Eastern Africa Workshop - Multidisciplinary approaches to investigating the spread of peoples, plants and animals in Holocene Eastern Africa
DA Workshop
- Date: Oct 26, 2017
- Time: 09:00 AM - 07:00 PM (Local Time Germany)
- Location: MPI SHH Jena
- Room: Villa V03
- Host: Department of Archaeology
- Contact: bleasdale@shh.mpg.de
Trajectories of food production in eastern Africa differ from models for the transition to farming and herding in other parts of the world.
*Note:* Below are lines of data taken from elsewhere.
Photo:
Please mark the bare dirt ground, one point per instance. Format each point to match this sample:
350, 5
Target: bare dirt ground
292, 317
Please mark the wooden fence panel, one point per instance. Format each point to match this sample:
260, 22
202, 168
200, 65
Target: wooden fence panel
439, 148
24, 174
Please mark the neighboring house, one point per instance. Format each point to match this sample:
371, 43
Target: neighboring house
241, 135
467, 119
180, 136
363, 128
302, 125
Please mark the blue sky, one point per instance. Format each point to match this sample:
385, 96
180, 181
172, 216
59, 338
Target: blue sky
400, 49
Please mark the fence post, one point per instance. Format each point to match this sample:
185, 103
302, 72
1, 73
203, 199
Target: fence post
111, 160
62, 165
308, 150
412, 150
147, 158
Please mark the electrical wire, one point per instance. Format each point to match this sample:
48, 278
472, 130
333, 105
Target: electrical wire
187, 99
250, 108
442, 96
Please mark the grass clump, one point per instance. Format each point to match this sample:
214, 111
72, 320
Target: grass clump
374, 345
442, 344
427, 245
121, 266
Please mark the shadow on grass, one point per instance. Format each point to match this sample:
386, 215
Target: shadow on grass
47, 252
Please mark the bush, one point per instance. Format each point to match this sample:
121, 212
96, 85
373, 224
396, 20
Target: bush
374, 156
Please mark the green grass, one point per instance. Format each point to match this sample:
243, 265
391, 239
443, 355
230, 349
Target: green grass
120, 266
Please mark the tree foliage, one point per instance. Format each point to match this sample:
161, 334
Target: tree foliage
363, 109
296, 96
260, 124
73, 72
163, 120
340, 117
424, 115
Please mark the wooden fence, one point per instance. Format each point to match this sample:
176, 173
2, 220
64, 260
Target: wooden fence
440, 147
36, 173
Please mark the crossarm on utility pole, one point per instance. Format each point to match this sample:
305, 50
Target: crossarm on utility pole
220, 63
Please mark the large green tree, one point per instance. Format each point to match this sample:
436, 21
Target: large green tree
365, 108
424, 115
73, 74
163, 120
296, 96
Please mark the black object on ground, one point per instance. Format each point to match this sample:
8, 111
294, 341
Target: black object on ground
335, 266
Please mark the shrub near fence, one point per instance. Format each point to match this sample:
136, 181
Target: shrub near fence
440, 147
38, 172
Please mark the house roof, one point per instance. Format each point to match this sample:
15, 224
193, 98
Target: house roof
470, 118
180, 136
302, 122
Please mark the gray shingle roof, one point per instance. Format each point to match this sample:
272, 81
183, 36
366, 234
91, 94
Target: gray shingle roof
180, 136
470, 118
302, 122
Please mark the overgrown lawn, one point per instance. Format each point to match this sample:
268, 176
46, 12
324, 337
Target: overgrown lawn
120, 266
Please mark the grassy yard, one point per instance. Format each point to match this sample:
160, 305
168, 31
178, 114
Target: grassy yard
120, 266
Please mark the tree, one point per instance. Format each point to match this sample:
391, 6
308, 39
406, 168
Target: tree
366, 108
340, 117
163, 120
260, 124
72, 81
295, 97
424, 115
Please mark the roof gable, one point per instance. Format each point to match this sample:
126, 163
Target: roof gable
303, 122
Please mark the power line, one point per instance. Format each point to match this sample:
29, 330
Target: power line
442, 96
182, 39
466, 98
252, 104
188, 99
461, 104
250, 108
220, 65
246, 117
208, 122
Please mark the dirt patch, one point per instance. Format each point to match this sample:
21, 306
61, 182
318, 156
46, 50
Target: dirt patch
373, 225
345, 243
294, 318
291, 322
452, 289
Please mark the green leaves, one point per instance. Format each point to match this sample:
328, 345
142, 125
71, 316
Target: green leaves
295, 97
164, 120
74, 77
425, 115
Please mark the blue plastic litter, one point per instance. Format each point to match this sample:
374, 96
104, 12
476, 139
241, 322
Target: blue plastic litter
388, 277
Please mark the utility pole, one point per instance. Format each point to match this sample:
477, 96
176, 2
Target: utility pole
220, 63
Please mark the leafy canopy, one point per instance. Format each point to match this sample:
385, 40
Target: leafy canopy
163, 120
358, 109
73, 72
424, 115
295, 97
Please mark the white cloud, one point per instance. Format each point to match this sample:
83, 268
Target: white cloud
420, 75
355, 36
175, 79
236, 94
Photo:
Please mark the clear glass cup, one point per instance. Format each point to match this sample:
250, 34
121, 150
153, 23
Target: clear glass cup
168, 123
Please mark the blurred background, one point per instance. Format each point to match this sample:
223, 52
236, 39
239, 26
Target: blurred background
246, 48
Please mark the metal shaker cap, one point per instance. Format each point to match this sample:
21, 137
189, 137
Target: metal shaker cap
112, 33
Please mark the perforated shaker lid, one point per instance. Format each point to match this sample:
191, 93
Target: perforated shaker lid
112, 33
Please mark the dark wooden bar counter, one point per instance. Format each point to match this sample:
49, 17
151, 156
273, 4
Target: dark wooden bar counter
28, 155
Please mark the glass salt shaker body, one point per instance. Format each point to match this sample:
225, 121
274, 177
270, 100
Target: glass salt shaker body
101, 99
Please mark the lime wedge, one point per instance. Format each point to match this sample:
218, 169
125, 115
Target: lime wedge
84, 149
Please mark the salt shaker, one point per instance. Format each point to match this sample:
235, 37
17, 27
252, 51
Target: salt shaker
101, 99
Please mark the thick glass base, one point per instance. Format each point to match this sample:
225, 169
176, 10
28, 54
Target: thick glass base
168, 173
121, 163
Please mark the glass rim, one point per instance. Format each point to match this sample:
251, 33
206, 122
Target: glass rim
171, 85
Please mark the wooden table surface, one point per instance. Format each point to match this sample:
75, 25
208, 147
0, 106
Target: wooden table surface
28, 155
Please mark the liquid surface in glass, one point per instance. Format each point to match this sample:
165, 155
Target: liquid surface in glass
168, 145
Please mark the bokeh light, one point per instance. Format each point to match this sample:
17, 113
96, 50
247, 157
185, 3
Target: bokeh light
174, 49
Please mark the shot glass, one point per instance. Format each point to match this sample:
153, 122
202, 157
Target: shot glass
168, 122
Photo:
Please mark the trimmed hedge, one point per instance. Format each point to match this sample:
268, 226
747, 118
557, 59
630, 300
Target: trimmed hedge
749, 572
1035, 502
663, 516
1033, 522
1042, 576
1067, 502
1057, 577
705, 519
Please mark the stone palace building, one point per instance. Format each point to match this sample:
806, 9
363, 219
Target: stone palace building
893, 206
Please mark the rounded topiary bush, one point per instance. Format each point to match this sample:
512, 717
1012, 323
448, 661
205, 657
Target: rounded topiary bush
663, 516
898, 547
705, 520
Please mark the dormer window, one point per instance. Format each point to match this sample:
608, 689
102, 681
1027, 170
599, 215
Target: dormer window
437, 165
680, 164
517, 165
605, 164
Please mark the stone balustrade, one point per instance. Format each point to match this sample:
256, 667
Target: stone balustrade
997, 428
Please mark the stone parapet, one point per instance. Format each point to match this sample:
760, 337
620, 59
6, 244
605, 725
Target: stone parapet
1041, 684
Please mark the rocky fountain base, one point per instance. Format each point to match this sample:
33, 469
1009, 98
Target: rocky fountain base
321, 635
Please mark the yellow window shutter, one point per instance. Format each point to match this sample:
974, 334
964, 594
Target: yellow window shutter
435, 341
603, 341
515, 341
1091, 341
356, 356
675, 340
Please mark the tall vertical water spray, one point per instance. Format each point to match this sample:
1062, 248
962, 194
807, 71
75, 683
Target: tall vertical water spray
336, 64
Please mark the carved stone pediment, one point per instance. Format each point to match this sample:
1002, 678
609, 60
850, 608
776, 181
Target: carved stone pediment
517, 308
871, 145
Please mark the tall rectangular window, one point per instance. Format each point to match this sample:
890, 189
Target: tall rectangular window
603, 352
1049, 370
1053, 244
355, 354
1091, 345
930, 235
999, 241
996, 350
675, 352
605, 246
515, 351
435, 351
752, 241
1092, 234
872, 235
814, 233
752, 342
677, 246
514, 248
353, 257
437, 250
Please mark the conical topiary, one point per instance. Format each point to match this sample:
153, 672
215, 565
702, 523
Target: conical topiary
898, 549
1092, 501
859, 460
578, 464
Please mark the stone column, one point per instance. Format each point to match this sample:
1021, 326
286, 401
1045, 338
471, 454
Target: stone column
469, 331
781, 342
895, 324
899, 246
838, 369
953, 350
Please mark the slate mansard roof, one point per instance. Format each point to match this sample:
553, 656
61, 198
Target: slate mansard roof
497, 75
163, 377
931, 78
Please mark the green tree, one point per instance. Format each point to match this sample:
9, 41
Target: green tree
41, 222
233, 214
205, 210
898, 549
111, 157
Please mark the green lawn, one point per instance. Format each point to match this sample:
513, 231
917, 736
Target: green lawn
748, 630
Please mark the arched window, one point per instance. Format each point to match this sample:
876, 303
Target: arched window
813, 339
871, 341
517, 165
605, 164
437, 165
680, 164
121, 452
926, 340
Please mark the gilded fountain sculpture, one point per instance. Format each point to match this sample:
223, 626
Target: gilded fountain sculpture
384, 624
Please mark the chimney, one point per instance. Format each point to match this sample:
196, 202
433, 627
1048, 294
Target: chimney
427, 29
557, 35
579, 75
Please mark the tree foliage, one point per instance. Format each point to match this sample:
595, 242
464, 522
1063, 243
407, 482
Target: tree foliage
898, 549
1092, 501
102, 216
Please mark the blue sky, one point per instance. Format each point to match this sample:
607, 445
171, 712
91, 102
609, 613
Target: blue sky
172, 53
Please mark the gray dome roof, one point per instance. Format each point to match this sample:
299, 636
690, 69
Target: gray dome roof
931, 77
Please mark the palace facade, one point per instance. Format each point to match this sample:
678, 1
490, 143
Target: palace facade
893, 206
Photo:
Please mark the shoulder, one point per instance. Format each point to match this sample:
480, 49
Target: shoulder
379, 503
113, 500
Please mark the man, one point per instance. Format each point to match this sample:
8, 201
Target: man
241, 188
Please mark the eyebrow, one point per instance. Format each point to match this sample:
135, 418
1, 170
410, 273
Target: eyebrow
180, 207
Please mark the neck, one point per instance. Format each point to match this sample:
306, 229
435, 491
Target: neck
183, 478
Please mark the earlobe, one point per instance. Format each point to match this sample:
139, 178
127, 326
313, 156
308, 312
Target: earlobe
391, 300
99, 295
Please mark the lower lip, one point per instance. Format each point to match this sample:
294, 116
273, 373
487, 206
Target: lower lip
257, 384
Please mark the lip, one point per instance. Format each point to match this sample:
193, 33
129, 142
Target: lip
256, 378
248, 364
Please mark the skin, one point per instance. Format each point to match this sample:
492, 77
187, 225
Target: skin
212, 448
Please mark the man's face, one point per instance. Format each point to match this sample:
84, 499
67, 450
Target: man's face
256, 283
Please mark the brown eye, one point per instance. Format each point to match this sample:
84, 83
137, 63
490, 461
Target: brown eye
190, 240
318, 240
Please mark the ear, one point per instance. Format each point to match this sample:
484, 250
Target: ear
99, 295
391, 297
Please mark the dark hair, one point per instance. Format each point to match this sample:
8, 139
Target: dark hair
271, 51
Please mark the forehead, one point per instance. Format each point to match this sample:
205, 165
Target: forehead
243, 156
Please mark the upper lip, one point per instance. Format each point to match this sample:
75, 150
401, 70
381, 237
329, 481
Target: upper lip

Mobile pastoralism developed in Africa before crop cultivation, and spread from the Sahara southward against the backdrop of dynamic climatic change during the Early to Mid Holocene. As herding and later farming economies spread into eastern Africa, they became enmeshed in a complex process of population dispersal, environmental modification, and technological transition. Although this process has fundamentally shaped the environmental, ethno-linguistic, and economic diversity of modern eastern and southern Africa, its dynamics remain poorly understood. This workshop aims to explore the ways in which new and innovative multidisciplinary approaches can reveal how specific opportunities and obstacles shaped the spread of peoples, plants, and animals in Holocene eastern Africa. By drawing together an international body of field archaeologists, geneticists and archaeological scientists, we will be able to review existing models, generate new ideas, and explore future avenues for research and collaboration.